Brown: Need to Consider Allies When Analyzing Air Force’s Capacity

The Air Force’s internal analysis has left Chief of Staff Gen. Charles Q. Brown Jr. confident in the capacity of the service’s combat aircraft fleet—especially when considering what the United States’ partners and allies can bring to the fight.

Speaking with reporters at AFA’s Air, Space & Cyber Conference, Brown also reaffirmed his vision of a “4+1” fleet of fighters and explained why the Air Force has shelved plans for an F-16 replacement for the time being.

Combat Capacity

With the Air Force’s fleet of planes getting older and smaller over time, a recent analysis from the Mitchell Institute for Aerospace Studies laid out the case that the service “lacks the force capacity, lethality, and survivability needed to fight a major war with China, plus deter nuclear threats and meet its other national defense requirements.”

In particular, retired Lt. Gen. David A. Deptula and retired Col. Mark A. Gunzinger, both USAF, focused their analysis on combat aircraft and concluded that the service’s focus on “capability over capacity” has resulted in a critical shortfall.

Asked about the Mitchell Institute paper, Brown pointed to the Air Force’s internal work analyzing its needs.

“The analysis we did in our own internal attack air study took a look at what the numbers would be. I understand Mitchell, and I haven’t talked to them—they are strong advocates that probably push it a bit harder,” Brown said. “But we’ve done a lot of analysis associated with this and understand … we can have some trade space between fourth-gen, fifth-gen, and overall capacity.”

And while the Mitchell Institute paper broke down the Air Force’s declining force size, it didn’t count the fighters and aircraft from allied nations, presenting an incomplete picture, Brown said. 

“We do a lot of our own analysis as if we’re doing this by ourselves. … We cannot do this alone. And our partners have a lot of capacity and capability,” Brown said. “I would highlight the aspect of, I was with the Swiss attache today and he mentioned they just signed for the F-35. And so what we’re seeing is a lot of our partners actually have a lot of capabilities as well, more so than we have in the past, which for those concerned about capacity, you got to account for all the capacity within our allies and partners.”

Switzerland is just the one of the latest countries to move toward buying the F-35—the Czech Republic, Greece, Germany, and Canada have all taken steps to purchase the fifth-generation fighter in recent months, while Belgium, Denmark, Italy, the Netherlands, Norway, Poland, the U.K., Finland, Japan, South Korea, and Singapore have either accepted F-35s into their fleets or are in line to do so.

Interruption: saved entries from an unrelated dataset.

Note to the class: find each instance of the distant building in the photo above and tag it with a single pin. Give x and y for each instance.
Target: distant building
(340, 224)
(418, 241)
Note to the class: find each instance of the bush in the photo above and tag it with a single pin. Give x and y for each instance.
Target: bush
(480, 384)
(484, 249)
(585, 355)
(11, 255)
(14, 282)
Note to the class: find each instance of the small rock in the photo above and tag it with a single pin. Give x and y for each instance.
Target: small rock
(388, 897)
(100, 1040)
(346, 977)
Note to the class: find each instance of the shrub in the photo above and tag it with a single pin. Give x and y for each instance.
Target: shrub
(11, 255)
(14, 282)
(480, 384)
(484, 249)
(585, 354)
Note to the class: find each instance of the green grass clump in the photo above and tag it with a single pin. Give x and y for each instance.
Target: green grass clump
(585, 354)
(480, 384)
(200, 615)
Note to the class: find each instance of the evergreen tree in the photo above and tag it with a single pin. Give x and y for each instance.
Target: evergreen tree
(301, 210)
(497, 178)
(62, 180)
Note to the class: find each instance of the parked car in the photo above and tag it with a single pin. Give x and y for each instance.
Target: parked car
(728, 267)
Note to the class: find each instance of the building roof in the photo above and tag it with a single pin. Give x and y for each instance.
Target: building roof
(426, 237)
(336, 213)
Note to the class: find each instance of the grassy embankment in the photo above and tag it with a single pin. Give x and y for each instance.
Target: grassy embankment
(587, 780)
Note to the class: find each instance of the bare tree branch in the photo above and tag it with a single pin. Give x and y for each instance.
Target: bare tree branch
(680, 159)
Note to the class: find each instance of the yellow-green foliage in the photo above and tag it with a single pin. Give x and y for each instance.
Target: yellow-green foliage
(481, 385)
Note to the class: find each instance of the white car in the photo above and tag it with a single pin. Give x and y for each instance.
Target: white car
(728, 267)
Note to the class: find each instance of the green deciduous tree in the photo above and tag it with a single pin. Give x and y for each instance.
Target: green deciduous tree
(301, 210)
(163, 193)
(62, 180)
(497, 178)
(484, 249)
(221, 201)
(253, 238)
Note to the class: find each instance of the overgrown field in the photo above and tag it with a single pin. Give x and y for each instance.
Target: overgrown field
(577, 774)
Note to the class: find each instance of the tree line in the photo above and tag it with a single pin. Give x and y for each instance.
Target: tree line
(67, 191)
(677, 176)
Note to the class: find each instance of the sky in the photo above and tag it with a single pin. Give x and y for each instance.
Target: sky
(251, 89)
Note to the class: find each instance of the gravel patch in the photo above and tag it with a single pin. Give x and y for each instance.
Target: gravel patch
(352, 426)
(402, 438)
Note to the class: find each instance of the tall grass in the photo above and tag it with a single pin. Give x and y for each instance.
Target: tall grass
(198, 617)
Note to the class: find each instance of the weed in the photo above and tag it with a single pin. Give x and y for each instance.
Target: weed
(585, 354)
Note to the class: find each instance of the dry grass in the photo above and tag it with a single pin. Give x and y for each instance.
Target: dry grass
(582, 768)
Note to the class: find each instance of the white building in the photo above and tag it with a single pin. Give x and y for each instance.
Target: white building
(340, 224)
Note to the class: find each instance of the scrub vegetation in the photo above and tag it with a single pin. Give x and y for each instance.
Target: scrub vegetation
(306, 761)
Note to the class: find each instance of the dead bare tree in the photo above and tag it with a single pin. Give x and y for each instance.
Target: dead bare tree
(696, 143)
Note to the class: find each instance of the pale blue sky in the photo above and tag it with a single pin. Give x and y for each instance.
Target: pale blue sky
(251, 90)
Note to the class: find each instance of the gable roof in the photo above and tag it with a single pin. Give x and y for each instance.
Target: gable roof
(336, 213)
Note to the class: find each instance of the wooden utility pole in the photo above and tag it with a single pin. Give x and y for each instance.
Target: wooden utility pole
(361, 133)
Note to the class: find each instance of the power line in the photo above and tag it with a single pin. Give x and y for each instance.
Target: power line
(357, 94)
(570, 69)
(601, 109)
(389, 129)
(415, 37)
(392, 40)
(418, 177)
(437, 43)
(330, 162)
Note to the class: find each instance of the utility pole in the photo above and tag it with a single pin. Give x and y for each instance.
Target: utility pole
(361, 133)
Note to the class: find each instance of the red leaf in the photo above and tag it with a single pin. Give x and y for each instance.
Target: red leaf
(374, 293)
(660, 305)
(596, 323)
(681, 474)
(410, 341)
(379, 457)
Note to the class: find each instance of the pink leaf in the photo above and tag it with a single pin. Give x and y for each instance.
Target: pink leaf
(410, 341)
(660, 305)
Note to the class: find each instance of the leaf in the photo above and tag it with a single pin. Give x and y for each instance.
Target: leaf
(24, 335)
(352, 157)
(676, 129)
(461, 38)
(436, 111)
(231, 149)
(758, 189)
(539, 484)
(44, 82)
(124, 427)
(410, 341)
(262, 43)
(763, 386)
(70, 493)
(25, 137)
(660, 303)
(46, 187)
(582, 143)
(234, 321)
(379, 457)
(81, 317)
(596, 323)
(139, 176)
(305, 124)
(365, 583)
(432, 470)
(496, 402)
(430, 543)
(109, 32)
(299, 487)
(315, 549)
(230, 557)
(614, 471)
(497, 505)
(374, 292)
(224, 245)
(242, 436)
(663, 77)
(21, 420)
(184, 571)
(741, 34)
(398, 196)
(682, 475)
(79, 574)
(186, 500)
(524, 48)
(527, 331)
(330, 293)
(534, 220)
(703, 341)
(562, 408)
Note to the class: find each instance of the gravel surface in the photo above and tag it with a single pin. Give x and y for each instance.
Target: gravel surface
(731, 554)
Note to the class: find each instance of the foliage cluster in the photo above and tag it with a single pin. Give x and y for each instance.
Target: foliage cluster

In March, Air Force Gen. Tod D. Wolters, then the head of U.S. European Command, predicted there would be 550 F-35s spread across Europe by 2030—that estimate marked an increase of 100 jets from his previous guess in June 2021, and it may already be outdated.


Brown also told reporters that he is “still committed” to his plan of reducing the Air Force’s fighter fleet to four main types—the F-35, the F-22, to be replaced by the Next Generation Air Dominance platform, the F-16, and the F-15 E/F-15EX.

The “plus one” in the “4+1” plan is the A-10, the beloved but aging close air support aircraft that leaders have frequently tried to divest, only to be blocked by Congress. Brown’s focus on that platform has been “less,” he said, “as we’ve been able to really start to focus on … the four fighters.”

That commitment to the four comes even as the Air Force revealed plans to accelerate its purchase of F-15EX fighters in the 2023 budget but then reduce the overall planned size of the fleet from 144 to 80.

“One of the things as we move forward is also looking at how the F-15EX [will] have a healthy fleet, and it’s a conversation we’re having not only in FY 23 but as we look forward and build the budget for 2024,” Brown said.

F-16 Replacement

The F-16 also remains a part of the Air Force’s plan for the foreseeable future, Brown said—officials indicated recently that the service will keep the fighter into the 2040s and that it is not necessary to launch its successor yet. 

That successor, referred to as “MR-F” or “MR-X,” first showed up in planning documents in 2021 that indicated the Air Force was looking to an F-16 successor in the mid-2030s—but plans changed under Air Force Secretary Frank Kendall, Brown indicated.

“We didn’t have the secretary we have today. So it’s been a good dialogue between myself and Secretary Kendall as we work, and even when we talked about that capacity, that was not a decision we needed to make now,” Brown said. “My focus area right now is to ensure that we continue to modernize the fleet. And so as I look at some of the earlier block F-16s and go through various budget cycles, I don’t necessarily want to buy back a lot of capacity that we want to retire. I actually would like to buy new capability to replace that. 

“And so that’s where my focus is as a chief right now. And then at some point, there may be potential to start talking about what might come after the F-16. Right now, it’s the F-35 we’re putting all of our energy into bringing online.”